Tot slot heb je, als je een opleidingsclub wilt zijn, ook een stabiele toestroom van talentvolle jeugd nodig. Ook hier is het project Thomas Caers Soccer School het bewijs dat Essevee niet de financiële slagkracht heeft om zo'n strategie succesvol te maken. Het alternatief is beloftevolle (Belgische) jeugdspelers op huurbasis naar hier halen, maar daar hebben we de gevallen Olayinka, Coopman en Leya Iseka die aantonen dat we er op lange termijn structureel niet beter van worden als we willen blijven investeren in het stadion en de omkadering van de club.
Ook qua spel is de dynamiek en werklust van welleer langzaam verdwenen om plaats te maken voor rust en controle. De nieuwe identiteit van Essevee resulteert helaas het soort traag, inspiratieloos gebrei op basis van balbezit en overwaaiende zwiepers vanop de flank. Bij balverlies zakt vervolgens dat kaartenhuisje in elkaar.
Het oude Essevee (of Sparta Petegem for that matter) zou van dit nieuwe Essevee met gemak préparé-du-chef gemaakt hebben. Het is daarom geen verassing dat juist ploegen als Antwerp, Charleroi en KV Mechelen met hun inzet, loopvermogen en overgave gevreesde tegenstanders geworden zijn.
Hoe het nu verder moet weet ik ook niet meteen te zeggen. Wat dat betreft ben ik gewoon maar een stuurlui aan wal die hoopt op beterschap en rekent op de vakkunde van het bestuur. Ik reken mezelf wel tot de groep supporters die lang vertrouwen en geduld heeft in de club en in Dury, maar na twee rampzalige seizoenen begint dat geloof in een goede afloop toch wat op te geraken. Ik merk steeds meer dat ik wat pessimistischer naar de zaken kijk.
Als ik dan na de match bij Dury grijsgedraaide dooddoeners hoor als "We zitten nu in de hoek waar de klappen vallen, maar we moeten verder blijven werken, vanaf morgen", vraag ik me af of de club nog voldoende zelfkritisch is over haar prestaties.

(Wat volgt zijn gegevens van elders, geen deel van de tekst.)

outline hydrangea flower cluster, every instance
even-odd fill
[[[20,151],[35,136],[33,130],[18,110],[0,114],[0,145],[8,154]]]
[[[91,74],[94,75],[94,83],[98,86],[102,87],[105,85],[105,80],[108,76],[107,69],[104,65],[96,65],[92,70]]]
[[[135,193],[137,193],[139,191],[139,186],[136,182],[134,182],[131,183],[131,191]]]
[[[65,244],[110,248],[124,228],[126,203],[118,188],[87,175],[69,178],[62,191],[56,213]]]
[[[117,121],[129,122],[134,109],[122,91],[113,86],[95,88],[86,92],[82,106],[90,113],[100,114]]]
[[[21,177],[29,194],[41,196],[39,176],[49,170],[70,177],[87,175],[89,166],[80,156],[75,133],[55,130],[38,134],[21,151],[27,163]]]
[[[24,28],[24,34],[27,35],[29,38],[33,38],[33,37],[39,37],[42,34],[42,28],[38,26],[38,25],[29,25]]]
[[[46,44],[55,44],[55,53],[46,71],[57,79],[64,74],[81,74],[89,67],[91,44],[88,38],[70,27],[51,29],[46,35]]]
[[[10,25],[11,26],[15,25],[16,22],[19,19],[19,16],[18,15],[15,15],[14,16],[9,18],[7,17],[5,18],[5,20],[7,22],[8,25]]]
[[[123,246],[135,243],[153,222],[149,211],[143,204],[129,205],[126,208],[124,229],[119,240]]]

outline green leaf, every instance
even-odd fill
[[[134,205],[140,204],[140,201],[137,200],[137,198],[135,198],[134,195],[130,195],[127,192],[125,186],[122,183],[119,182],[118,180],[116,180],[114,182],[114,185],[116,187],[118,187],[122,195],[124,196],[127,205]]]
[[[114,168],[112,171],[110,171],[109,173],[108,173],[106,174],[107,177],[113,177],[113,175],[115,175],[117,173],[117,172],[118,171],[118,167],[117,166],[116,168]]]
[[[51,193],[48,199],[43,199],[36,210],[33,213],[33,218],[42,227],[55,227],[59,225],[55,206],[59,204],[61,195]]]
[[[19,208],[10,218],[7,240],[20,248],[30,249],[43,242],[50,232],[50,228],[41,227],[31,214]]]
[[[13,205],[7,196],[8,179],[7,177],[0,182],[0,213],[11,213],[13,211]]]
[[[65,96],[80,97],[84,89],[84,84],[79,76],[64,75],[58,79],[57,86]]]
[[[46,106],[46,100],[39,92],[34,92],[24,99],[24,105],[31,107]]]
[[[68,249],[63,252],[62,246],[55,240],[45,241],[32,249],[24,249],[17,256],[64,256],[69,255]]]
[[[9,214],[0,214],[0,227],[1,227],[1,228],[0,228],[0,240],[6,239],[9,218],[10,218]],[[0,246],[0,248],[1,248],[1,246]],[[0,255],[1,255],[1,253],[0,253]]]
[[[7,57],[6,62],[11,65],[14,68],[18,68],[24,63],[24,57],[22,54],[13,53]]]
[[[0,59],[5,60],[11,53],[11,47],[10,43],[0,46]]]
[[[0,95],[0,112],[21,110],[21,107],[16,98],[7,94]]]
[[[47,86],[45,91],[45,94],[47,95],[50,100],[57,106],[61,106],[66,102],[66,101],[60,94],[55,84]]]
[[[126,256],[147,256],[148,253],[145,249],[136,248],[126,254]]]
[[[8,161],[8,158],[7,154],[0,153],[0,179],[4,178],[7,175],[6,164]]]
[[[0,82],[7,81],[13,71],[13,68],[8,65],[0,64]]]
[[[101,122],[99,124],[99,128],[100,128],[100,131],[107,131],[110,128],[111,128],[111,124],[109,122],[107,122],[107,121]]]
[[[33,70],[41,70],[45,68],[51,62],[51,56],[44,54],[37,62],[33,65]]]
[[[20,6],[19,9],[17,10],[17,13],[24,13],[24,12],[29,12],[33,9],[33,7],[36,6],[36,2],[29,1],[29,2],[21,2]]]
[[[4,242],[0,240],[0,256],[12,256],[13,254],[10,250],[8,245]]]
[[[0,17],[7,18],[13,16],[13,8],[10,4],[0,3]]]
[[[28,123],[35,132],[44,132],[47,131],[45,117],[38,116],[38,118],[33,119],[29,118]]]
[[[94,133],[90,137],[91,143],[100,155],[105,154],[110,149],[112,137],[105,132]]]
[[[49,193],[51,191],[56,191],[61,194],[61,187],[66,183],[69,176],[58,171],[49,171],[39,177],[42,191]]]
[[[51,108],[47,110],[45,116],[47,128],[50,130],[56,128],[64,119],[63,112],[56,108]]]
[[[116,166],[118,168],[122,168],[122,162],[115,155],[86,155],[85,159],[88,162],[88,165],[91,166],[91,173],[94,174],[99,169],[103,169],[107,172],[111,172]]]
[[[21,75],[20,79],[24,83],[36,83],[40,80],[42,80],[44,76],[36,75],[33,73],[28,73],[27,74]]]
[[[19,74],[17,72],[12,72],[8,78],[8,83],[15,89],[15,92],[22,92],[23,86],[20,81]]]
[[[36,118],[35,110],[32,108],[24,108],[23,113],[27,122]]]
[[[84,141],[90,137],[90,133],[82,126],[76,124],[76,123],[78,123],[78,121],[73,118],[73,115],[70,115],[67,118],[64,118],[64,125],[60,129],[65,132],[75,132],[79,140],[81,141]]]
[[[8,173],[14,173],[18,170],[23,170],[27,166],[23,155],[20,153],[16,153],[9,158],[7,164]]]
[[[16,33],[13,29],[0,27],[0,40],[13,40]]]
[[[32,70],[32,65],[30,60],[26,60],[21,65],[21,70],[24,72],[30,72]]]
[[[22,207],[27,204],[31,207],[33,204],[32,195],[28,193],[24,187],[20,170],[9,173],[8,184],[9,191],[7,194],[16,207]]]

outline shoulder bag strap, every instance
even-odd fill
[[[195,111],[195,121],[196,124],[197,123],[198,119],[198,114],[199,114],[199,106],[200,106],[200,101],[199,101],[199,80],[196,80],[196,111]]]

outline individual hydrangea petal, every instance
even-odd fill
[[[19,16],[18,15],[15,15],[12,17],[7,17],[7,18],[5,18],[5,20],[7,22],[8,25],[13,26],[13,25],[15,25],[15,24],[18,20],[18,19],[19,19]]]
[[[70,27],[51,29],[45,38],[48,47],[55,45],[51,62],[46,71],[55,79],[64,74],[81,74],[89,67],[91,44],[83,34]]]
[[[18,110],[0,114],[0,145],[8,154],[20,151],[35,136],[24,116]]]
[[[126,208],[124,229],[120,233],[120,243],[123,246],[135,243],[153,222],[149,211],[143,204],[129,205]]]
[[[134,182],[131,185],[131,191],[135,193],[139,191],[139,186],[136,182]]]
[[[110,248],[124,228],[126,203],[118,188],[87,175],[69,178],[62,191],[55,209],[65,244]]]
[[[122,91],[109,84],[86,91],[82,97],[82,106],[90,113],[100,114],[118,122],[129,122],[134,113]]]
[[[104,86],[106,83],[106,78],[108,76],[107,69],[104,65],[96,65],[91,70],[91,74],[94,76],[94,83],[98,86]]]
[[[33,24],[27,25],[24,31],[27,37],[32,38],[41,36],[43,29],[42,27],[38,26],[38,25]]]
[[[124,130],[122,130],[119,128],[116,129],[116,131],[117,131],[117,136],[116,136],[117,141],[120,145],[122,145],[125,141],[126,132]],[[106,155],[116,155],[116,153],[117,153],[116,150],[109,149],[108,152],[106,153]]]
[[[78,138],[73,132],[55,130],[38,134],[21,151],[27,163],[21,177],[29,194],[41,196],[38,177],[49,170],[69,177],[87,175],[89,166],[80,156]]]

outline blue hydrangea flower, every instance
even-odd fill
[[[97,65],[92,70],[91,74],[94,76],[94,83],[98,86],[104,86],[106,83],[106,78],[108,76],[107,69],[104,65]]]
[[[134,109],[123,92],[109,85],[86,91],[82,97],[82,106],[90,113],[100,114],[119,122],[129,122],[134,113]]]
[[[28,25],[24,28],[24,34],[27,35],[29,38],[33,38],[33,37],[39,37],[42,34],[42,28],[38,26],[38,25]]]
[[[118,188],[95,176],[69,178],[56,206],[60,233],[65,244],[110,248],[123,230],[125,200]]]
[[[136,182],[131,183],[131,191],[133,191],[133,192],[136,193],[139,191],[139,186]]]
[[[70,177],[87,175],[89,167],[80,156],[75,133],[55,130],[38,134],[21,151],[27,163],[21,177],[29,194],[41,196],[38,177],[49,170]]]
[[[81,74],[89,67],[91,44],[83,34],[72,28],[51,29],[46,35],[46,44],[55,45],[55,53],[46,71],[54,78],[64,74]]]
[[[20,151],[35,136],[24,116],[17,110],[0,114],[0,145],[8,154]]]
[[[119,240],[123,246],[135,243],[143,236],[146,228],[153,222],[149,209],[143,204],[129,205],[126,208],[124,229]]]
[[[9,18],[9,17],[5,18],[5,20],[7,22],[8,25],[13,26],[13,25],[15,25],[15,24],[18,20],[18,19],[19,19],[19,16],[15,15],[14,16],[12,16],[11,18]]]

Erger nog, het laat misschien uitschijnen dat men er vanuit gaat dat de malaise gewoon 'tijdelijke pech' is en vanzelf wel over zal gaan ipv een structureel probleem in het beleid. Zet dit naast hetzelfde beleid van Berahino (Dury's nieuwe chouchou?), Deschacht (Cordiers nieuwste creatieve oplossing?) en het 'wannabe opbouwend voetbal' , en dan smaakt het toch wat naar oude wijn in nieuwe zakken.
Ik heb niet het idee dat er veel veranderd is, ondanks statements als 'we weten waar het fout loopt'. Het voelt gewoon als een verderzetting van de teneur van de afgelopen jaren waarbij de club deze tendens lijkt te minimaliseren. En vooral dat laatste baart bij zorgen.